Thirty seconds later, Smith cursed, snapped his cell phone shut, walked back to the chair, sat down and stared contemplatively at Bulatt.
“Gone?”
Smith nodded silently, still staring.
“You owe me something,” Bulatt said after a long moment. “Will you at least tell me their names?
“No.”
“Why not?”
“Even if I did, their real names wouldn’t give you anything to go on. You’d just be wasting your time. They stopped using them a long time ago.”
“What about their military or paramilitary records?”
“Don’t even think about going that route,” Smith advised. “Those files are out of reach, if they even still exist in the first place; too many cross-links to events that never happened.”
“What about our latent print hit? Can you tell me anything at all about that?” Bulatt pressed. “I’m guessing the fingerprint search engine our lab folks stumbled into had to have been yours. Who else would be looking for those guys with that kind of technology?”
Smith hesitated, and then said: “Look, you now know there are three individuals involved in all of this: the team leader, a second man who is basically a very talented hunter-killer and long-range shot, and a third who possesses certain technical skills useful to a hunter-killer team.”

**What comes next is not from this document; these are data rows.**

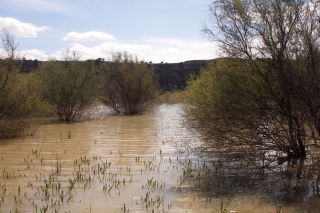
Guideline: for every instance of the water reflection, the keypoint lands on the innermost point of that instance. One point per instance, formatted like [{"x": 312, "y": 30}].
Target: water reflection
[{"x": 140, "y": 163}]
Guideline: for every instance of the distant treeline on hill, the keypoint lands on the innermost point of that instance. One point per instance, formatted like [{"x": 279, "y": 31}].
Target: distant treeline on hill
[{"x": 171, "y": 76}]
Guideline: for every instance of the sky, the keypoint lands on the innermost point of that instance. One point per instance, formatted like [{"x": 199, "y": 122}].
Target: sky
[{"x": 153, "y": 30}]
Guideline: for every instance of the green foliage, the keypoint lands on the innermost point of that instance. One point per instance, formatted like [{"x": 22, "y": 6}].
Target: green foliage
[
  {"x": 19, "y": 93},
  {"x": 266, "y": 95},
  {"x": 69, "y": 86},
  {"x": 128, "y": 86}
]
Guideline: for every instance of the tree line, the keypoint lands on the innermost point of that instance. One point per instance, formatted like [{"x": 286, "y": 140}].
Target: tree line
[
  {"x": 69, "y": 87},
  {"x": 263, "y": 96}
]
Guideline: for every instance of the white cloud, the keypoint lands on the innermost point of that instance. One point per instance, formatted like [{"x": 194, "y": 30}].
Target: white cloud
[
  {"x": 20, "y": 29},
  {"x": 169, "y": 50},
  {"x": 34, "y": 54},
  {"x": 88, "y": 36},
  {"x": 42, "y": 5}
]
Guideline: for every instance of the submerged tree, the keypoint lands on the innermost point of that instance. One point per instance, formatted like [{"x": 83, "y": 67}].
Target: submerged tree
[
  {"x": 266, "y": 95},
  {"x": 19, "y": 93},
  {"x": 70, "y": 86},
  {"x": 128, "y": 86}
]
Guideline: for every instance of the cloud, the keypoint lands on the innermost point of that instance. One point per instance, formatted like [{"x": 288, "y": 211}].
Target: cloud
[
  {"x": 171, "y": 50},
  {"x": 42, "y": 5},
  {"x": 21, "y": 29},
  {"x": 88, "y": 36},
  {"x": 34, "y": 54}
]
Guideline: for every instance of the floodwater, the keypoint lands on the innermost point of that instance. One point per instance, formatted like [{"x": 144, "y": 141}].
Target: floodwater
[{"x": 142, "y": 164}]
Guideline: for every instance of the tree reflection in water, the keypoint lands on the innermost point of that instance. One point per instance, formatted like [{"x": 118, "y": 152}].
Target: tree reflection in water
[{"x": 287, "y": 181}]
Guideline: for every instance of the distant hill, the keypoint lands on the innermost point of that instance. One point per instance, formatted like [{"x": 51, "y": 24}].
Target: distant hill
[{"x": 171, "y": 76}]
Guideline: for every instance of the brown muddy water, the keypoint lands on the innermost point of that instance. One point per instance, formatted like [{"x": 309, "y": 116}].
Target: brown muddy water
[{"x": 135, "y": 164}]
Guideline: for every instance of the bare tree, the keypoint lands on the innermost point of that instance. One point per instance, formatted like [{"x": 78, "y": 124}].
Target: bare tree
[
  {"x": 128, "y": 86},
  {"x": 70, "y": 86},
  {"x": 19, "y": 96},
  {"x": 268, "y": 96}
]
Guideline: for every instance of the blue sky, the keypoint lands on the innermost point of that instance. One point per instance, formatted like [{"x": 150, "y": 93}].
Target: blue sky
[{"x": 154, "y": 30}]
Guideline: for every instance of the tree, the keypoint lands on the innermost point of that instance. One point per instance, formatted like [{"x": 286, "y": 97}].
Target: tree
[
  {"x": 266, "y": 96},
  {"x": 128, "y": 86},
  {"x": 19, "y": 93},
  {"x": 70, "y": 86}
]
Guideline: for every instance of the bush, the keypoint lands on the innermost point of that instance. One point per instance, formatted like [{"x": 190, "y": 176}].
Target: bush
[
  {"x": 128, "y": 86},
  {"x": 69, "y": 86}
]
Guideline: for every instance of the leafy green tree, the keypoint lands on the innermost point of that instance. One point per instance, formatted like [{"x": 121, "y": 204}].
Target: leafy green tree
[
  {"x": 70, "y": 86},
  {"x": 266, "y": 94},
  {"x": 128, "y": 86}
]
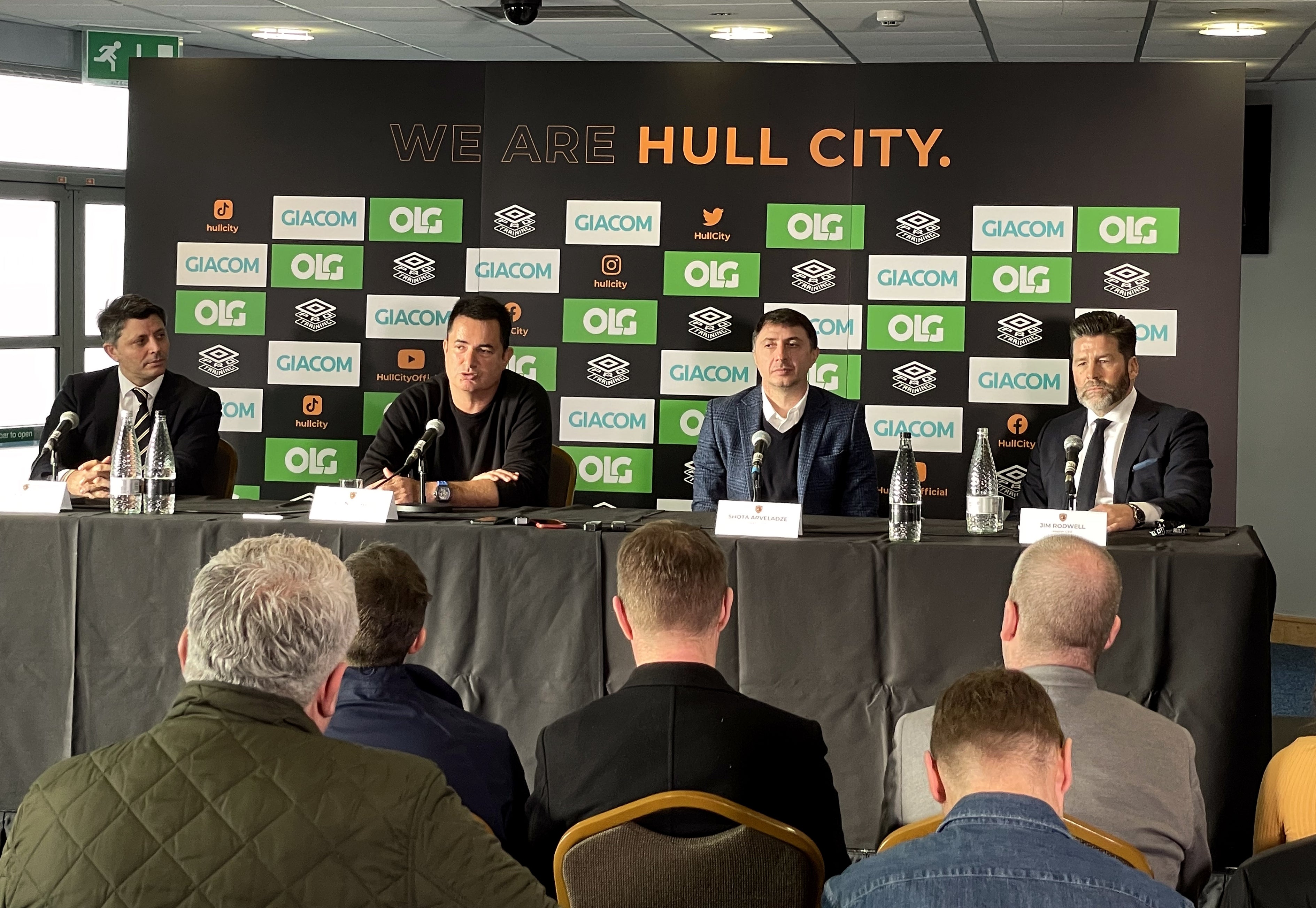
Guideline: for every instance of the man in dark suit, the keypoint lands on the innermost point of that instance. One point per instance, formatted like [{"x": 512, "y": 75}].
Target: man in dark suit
[
  {"x": 677, "y": 724},
  {"x": 819, "y": 455},
  {"x": 1141, "y": 461},
  {"x": 132, "y": 329}
]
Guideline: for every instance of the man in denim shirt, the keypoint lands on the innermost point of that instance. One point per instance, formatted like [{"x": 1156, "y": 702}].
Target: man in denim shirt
[{"x": 999, "y": 766}]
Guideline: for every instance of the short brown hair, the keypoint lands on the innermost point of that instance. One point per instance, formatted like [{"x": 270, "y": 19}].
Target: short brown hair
[
  {"x": 672, "y": 577},
  {"x": 991, "y": 715},
  {"x": 391, "y": 599},
  {"x": 1094, "y": 324}
]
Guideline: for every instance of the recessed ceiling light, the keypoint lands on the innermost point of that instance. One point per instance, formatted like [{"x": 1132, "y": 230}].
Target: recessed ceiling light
[
  {"x": 283, "y": 35},
  {"x": 740, "y": 33},
  {"x": 1233, "y": 29}
]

“But who occasionally forgets to wear gloves when he’s changing the batteries in their remotes?” Bulatt guessed.
Smith nodded his head slowly. “We appreciated the latent submission. It was comforting to know these guys can actually screw up every now and then.”
“But, in any case, based on that latent print, you’re absolutely certain these men you described are our subjects? No chance we might be talking about a misidentified latent?”
Smith hesitated again, and then nodded. “We’re certain.”
“Can you give me anything else to go on?” Bulatt asked. “Anything else at all?”
“I can give you a piece of tangential information,” Smith said after a moment. “Before he was killed, our asset reported that Gregor was doing something with a group of Russians who immigrated to the U.S. several years ago; he didn’t know who, what or why.”